White House economists and independent analysts have warned that the current tightness and a possible future default could have a disastrous impact on the US economy, with the stock market crashing and millions of jobs lost.

“If they don’t, we will have an economic and financial catastrophe of our own making and there is no action that President Biden and the U.S. Treasury can take to prevent that catastrophe,” Yellen said. ABC that there are “no good options” if Congress doesn’t act.

Her comments come as some have speculated about the possibility that President Biden will invoke the 14th Amendment, or take other extreme measures, if the debt ceiling is not raised in time. “I haven’t gotten there yet,” Biden said in an interview Friday night when asked about such a move.

Although it is a theoretical solution, experts have also said that the president’s unilateral debt issuance without raising the ceiling would create a constitutional crisis and create serious uncertainty, leading to an economic and financial crisis one way or another.

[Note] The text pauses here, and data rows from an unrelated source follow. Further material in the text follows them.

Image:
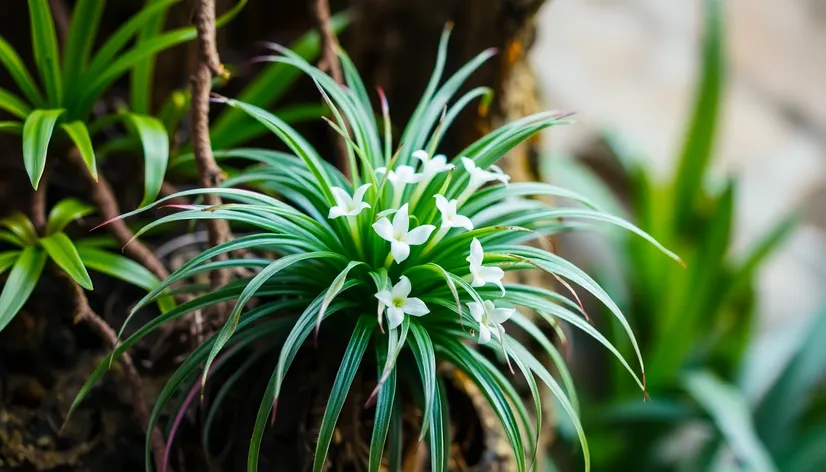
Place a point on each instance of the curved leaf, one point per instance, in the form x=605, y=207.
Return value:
x=37, y=132
x=23, y=277
x=63, y=252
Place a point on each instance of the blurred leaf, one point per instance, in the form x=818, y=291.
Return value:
x=23, y=277
x=66, y=211
x=233, y=126
x=80, y=135
x=17, y=69
x=155, y=153
x=7, y=259
x=700, y=138
x=37, y=132
x=781, y=407
x=729, y=411
x=82, y=33
x=63, y=252
x=13, y=105
x=143, y=72
x=46, y=55
x=21, y=226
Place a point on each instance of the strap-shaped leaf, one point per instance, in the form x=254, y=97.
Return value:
x=21, y=226
x=7, y=259
x=63, y=252
x=341, y=387
x=37, y=132
x=23, y=277
x=66, y=211
x=155, y=153
x=46, y=55
x=80, y=135
x=14, y=105
x=17, y=69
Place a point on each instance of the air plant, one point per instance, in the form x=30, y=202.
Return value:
x=362, y=257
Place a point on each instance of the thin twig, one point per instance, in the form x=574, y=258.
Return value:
x=107, y=204
x=329, y=63
x=84, y=313
x=209, y=173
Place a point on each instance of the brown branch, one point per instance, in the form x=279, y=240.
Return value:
x=209, y=173
x=107, y=204
x=38, y=203
x=329, y=44
x=84, y=313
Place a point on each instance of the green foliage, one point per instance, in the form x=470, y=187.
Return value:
x=694, y=323
x=344, y=256
x=32, y=252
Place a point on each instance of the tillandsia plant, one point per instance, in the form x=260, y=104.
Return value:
x=75, y=79
x=31, y=253
x=407, y=256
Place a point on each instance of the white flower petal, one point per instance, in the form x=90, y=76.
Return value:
x=476, y=311
x=399, y=250
x=419, y=235
x=484, y=334
x=385, y=297
x=402, y=288
x=384, y=228
x=359, y=195
x=500, y=315
x=341, y=196
x=415, y=307
x=401, y=222
x=335, y=212
x=395, y=316
x=462, y=221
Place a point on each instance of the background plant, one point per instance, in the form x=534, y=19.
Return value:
x=445, y=279
x=695, y=325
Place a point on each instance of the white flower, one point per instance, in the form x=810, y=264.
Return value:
x=398, y=304
x=490, y=319
x=397, y=233
x=346, y=206
x=451, y=219
x=479, y=176
x=483, y=275
x=432, y=166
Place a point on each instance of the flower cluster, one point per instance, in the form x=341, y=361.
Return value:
x=401, y=237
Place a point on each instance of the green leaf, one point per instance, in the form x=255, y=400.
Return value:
x=7, y=259
x=13, y=105
x=63, y=252
x=23, y=277
x=80, y=135
x=780, y=410
x=155, y=153
x=17, y=69
x=46, y=55
x=21, y=226
x=699, y=139
x=117, y=266
x=142, y=73
x=37, y=132
x=384, y=412
x=729, y=411
x=341, y=387
x=82, y=33
x=65, y=212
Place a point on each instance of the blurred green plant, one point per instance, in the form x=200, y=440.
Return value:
x=328, y=255
x=73, y=257
x=695, y=324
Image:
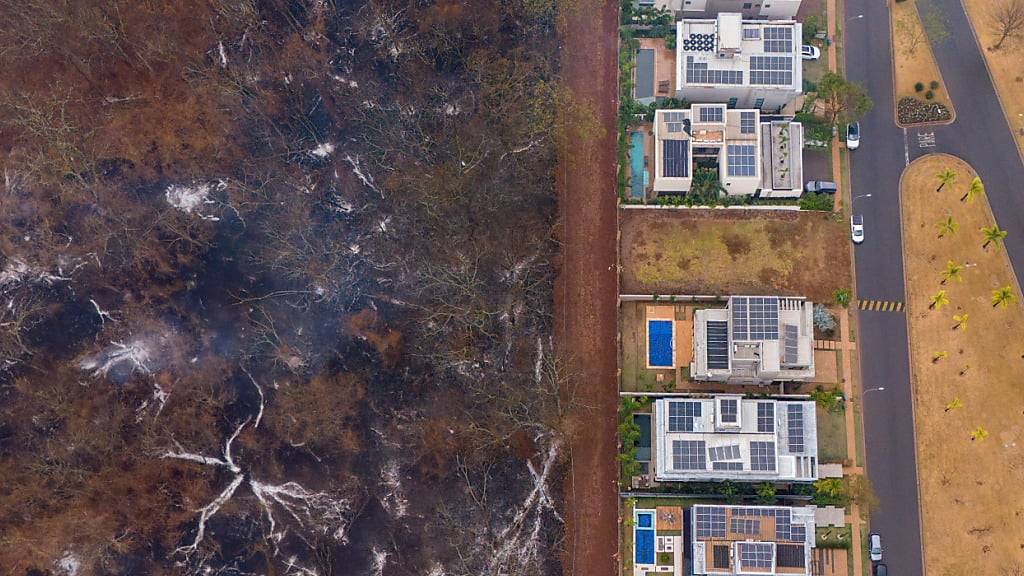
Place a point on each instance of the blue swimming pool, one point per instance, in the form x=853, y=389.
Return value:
x=638, y=176
x=643, y=538
x=659, y=343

Previous governments have seen such a move as unworkable.

“There is no other way to protect our financial system and our economy than for Congress to do its job and raise the debt ceiling,” Yellen said.

Adeyemo also pressed the feasibility of using the 14th Amendment when asked about it on Sunday, saying the “only way” to “guarantee” the US can pay its bills is to raise the debt ceiling.

Biden, whose White House has said it will accept only a clean proposal to raise the debt limit, will sit down Tuesday with House Speaker Kevin McCarthy, a California Republican, and other congressional leaders to discuss the debt ceiling.

House Financial Services chairman Patrick McHenry on Sunday expressed “modest pessimism” about the prospect of a debt deal.

The North Carolina Republican suggested on CBS’ “Face the Nation” that the ultimate compromise to raise the debt limit would be “much like the bill we passed out of the House,” adding that “at this stage in the game, the one key ingredient I don’t have is what the administration would come to terms with.

That bill, which would bring in $31 of the land. The 4 trillion borrowing cap with another $1.5 trillion and cutting federal spending is unlikely to be passed by the Democrat-led Senate. But the measure is primarily intended to boost Republican efforts to negotiate with Democrats.

House Democratic leader Hakeem Jeffries of New York on Sunday called the GOP proposal a “ransom note” and dubbed it the “Default on America Act.”

“Either the Republicans want us to accept these dramatic cuts, or we accept a catastrophic default on the national debt. That’s the unreasonable position and hopefully within a few days the Republicans will come to their senses and do what’s right for the American people,” Jeffries said on NBC’s “Meet the Press.”

Arizona Independent Senator Kyrsten Sinema, meanwhile, said Republicans and the White House should explore options to raise the debt ceiling because neither position has the votes to pass.

“The reality is that the bill that Kevin (McCarthy) and his colleagues passed through the House will not be the solution. The votes do not exist in the United States Senate to approve that. But what the president is offering is also not a realistic solution. There will not be a clean debt limit just like that. That’s not what the votes are for,” Sinema told CBS on Sunday.

She said the two sides must negotiate a solution that will “protect the full faith and honor of the United States of America”.

This story has been updated with additional information.